New network for advisers offering words to the wise

十一月 12, 2009

University Alliance forms group for policy experts assisting vice-chancellors. Hannah Fearn reports

They are often accused of playing politics, but now vice-chancellors are behaving more like MPs than ever, employing policy experts to advise them on their every move.

In a departure from the traditional model of senior management in higher education, university heads are increasingly turning to policy advisers to assist in the day-to-day running of their institutions.

So many vice-chancellors have appointed such advisers that the University Alliance, a group of pre- and post-1992 universities, is setting up a policy advisers group, providing a network for the growing numbers employed in the role.

The development follows the appointment, reported in Times Higher Education in June, of John Armstrong, an expert on Johann Wolfgang von Goethe, as adviser to Glyn Davis, vice-chancellor of the University of Melbourne.

In the UK, such appointments have typically come from outside the university sector.

Richard Brabner, policy adviser to Tim Wilson, vice-chancellor of the University of Hertfordshire, cut his teeth as a researcher for the Conservative whip Rob Wilson, the former Shadow Higher Education Minister and MP for Reading East.

Victoria Nichol, policy adviser to Andrew Wathey, vice-chancellor of Northumbria University, has worked in policy roles across the private and public sectors, including stints at the North East Chamber of Commerce, the Fire Service and Northern Rock.

However, her new role is not strictly defined: she told Times Higher Education that her job was to "provide high-level support for the vice-chancellor in any aspect of his role".

Her day-to-day work can range from speech writing to briefing senior managers, preparing submissions to the Higher Education Funding Council for England, and building relationships with local businesses.

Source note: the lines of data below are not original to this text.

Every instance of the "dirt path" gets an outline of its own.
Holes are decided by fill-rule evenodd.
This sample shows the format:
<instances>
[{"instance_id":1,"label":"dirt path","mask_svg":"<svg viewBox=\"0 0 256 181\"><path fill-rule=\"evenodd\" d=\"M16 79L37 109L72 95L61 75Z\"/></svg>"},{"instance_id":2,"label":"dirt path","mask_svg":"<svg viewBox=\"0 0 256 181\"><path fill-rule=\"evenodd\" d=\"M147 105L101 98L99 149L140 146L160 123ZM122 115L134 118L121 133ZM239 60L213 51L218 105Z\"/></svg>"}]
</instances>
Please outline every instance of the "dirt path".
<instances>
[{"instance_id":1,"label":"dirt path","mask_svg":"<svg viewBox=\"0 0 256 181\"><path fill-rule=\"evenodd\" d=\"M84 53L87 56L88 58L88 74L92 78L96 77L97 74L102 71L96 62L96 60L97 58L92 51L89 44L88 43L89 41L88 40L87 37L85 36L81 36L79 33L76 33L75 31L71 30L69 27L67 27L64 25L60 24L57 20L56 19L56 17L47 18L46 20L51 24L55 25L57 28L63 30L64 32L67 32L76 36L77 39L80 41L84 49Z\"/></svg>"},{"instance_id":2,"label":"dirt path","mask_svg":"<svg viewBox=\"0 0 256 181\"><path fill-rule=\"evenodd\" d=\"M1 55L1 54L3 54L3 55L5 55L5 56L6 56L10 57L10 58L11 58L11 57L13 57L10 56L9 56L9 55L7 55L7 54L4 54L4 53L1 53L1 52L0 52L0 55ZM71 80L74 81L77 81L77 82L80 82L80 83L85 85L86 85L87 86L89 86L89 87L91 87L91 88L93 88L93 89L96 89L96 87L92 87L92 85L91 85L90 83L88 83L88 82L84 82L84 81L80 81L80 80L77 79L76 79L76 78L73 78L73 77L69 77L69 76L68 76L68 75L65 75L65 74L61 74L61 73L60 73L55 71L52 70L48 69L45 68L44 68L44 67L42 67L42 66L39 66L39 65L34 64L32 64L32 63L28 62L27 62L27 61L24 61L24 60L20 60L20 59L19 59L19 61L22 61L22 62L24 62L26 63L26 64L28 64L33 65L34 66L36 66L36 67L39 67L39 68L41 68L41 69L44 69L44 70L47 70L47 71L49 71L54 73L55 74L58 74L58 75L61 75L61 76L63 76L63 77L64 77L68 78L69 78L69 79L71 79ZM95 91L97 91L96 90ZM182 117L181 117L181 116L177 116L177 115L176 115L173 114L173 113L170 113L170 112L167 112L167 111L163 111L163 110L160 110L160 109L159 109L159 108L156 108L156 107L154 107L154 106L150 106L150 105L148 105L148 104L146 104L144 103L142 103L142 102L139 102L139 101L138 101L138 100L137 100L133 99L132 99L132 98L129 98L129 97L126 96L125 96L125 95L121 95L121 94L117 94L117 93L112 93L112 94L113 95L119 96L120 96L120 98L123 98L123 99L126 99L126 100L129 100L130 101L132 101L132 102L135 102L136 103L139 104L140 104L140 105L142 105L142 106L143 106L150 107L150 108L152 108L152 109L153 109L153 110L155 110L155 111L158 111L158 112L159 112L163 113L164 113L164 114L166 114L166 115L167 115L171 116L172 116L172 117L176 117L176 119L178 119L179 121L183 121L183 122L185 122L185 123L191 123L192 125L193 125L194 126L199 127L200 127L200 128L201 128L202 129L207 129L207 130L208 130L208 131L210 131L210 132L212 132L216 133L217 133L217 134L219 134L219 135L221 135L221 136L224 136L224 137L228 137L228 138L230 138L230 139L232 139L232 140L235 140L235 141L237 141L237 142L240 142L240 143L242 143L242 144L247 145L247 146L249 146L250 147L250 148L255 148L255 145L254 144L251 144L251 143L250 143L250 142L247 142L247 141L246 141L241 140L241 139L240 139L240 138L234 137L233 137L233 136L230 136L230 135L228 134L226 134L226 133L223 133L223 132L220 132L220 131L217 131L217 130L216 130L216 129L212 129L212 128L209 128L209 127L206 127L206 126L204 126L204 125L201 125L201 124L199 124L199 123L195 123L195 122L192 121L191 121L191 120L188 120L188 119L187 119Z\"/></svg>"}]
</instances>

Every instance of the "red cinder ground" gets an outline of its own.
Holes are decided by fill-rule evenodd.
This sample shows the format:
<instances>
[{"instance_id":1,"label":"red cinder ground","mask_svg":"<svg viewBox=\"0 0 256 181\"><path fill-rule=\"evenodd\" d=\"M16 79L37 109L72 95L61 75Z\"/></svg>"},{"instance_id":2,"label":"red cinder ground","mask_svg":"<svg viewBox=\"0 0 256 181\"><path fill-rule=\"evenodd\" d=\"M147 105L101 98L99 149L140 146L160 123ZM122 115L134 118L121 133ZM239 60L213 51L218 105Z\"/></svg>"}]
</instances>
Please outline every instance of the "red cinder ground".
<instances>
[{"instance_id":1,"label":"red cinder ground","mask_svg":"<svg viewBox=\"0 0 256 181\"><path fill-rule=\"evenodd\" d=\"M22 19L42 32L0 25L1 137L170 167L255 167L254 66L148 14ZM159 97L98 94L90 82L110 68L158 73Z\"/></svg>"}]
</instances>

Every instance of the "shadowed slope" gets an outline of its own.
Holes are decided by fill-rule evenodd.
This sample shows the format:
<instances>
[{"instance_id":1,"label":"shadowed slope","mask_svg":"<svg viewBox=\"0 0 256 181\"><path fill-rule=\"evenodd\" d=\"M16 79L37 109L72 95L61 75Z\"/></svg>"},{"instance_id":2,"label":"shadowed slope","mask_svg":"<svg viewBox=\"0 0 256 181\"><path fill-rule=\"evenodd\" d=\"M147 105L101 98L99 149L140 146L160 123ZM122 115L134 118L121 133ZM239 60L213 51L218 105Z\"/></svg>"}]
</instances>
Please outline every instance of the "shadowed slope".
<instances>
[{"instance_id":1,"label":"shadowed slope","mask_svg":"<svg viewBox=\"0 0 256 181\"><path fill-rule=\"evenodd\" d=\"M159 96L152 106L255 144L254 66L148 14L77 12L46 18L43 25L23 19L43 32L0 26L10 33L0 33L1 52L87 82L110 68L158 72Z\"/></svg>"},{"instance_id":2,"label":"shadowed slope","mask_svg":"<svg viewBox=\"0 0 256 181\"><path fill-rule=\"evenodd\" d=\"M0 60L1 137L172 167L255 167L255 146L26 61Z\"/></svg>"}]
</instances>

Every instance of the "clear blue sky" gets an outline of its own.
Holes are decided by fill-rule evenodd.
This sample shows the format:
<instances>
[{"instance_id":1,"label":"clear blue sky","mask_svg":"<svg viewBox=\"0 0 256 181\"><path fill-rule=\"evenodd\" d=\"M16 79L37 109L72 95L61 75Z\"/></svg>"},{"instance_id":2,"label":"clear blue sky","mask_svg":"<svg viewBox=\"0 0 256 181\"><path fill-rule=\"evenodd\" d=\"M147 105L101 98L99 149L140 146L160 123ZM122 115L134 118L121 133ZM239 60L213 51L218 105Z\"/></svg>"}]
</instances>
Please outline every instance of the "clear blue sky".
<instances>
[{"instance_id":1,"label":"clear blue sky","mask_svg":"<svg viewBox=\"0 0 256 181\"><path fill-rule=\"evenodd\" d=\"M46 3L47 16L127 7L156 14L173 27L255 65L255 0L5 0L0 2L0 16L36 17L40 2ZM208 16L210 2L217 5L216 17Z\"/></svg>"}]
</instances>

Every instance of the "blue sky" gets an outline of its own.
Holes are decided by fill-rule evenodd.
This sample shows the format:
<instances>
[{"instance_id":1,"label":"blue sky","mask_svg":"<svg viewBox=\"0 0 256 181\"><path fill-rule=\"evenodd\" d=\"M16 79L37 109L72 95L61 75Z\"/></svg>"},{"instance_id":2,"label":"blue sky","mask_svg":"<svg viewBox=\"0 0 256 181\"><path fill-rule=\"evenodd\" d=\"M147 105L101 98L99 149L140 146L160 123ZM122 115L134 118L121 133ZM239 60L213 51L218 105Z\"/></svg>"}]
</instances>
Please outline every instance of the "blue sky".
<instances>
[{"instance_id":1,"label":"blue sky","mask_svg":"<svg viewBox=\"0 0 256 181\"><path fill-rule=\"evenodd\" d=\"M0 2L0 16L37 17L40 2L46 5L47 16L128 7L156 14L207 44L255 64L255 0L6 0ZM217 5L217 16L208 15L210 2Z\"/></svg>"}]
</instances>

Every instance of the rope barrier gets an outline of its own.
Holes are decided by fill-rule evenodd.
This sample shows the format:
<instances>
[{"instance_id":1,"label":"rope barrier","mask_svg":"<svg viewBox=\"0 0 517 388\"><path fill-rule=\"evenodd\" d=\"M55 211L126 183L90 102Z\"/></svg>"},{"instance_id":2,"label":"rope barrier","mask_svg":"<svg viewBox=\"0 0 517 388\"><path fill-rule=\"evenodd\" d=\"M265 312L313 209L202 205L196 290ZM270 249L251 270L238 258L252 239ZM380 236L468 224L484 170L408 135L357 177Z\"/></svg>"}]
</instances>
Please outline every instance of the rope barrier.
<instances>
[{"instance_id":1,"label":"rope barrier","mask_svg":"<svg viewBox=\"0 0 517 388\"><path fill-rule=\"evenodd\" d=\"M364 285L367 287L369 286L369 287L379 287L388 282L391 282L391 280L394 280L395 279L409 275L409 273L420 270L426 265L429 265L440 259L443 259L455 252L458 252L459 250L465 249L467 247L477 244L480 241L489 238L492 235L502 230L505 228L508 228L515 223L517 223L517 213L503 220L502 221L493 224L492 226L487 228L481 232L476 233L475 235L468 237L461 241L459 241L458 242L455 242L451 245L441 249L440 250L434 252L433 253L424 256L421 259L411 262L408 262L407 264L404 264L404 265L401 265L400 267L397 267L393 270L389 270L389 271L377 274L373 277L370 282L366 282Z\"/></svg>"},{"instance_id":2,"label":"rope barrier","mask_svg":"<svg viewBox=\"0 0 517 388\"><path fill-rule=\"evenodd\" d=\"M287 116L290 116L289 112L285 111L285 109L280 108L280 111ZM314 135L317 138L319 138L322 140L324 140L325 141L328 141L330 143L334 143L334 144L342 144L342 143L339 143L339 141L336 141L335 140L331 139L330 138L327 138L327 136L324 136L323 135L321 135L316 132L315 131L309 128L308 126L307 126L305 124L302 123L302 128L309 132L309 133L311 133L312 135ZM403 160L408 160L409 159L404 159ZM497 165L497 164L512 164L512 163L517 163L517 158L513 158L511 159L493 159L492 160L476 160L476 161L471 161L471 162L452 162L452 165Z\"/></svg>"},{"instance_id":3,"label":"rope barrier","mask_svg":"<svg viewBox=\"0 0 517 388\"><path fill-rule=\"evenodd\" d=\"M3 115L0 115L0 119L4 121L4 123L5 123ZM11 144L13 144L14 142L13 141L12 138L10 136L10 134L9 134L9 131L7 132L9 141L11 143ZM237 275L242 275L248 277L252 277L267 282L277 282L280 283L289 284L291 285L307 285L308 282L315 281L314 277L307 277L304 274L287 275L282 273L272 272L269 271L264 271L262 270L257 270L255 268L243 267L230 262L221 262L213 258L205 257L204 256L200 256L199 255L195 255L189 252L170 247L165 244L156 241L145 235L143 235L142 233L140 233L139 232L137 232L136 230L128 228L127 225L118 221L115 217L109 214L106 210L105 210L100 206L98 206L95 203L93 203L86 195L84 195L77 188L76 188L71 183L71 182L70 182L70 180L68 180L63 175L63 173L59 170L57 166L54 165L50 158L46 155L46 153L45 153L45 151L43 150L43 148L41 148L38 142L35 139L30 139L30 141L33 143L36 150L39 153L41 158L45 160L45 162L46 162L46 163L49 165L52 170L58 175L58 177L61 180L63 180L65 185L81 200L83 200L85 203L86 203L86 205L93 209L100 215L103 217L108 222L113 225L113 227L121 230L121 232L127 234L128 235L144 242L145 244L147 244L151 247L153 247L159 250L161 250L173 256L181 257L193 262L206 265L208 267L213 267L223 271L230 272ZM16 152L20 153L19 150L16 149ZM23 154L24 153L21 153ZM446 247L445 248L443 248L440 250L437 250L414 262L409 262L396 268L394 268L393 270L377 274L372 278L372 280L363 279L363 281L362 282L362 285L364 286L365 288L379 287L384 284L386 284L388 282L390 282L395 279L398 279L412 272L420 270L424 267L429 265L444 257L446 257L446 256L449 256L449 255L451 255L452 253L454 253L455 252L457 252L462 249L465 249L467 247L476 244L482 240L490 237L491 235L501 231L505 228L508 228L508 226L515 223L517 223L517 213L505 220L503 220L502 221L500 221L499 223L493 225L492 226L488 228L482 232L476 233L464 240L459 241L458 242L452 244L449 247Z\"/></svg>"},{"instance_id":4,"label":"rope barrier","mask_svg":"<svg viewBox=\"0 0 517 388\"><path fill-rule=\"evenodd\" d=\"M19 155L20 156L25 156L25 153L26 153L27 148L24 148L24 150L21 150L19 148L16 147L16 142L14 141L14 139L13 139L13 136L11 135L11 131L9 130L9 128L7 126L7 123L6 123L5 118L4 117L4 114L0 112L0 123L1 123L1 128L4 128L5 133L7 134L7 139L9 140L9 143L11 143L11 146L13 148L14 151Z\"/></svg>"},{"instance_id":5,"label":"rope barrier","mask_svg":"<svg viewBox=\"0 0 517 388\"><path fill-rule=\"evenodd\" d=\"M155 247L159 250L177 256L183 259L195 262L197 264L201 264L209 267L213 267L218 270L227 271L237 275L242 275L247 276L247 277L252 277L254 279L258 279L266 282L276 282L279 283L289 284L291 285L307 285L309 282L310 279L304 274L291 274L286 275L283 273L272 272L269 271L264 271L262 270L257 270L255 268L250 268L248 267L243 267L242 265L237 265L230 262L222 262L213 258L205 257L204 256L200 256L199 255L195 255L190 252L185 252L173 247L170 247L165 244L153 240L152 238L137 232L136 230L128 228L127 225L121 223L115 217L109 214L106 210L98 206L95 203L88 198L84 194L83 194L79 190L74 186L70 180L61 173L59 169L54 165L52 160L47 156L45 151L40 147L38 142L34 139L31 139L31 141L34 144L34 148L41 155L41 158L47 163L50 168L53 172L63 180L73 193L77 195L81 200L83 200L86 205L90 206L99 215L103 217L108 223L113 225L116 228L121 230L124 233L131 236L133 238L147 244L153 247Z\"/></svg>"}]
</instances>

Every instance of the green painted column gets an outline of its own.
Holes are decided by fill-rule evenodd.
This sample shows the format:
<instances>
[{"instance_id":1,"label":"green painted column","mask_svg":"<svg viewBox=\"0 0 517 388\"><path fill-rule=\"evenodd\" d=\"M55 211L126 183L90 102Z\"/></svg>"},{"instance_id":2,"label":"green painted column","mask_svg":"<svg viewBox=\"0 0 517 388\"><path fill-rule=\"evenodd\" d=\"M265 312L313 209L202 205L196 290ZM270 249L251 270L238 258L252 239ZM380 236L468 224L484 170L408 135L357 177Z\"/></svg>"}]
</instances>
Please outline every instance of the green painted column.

Ms Nichol also sits on the vice-chancellor's executive and senior management groups. "Anything that the vice-chancellor is involved with I can be deployed to do," she said.

Caroline Chipperfield, policy adviser to Wendy Purcell, vice-chancellor of the University of Plymouth, said that one of the attractions of the role was its variety.

"I get to know so much about what is going on at the university and I help people make more informed and relevant decisions," she said.

Libby Aston, director of the University Alliance, described the growing prevalence of policy advisers in higher education as a "really interesting progression".

She said advisers could be an important source of expertise for universities if they were used correctly as part of their central management structures.

"I want to make sure that they're really involved in everything the Alliance is doing," she said.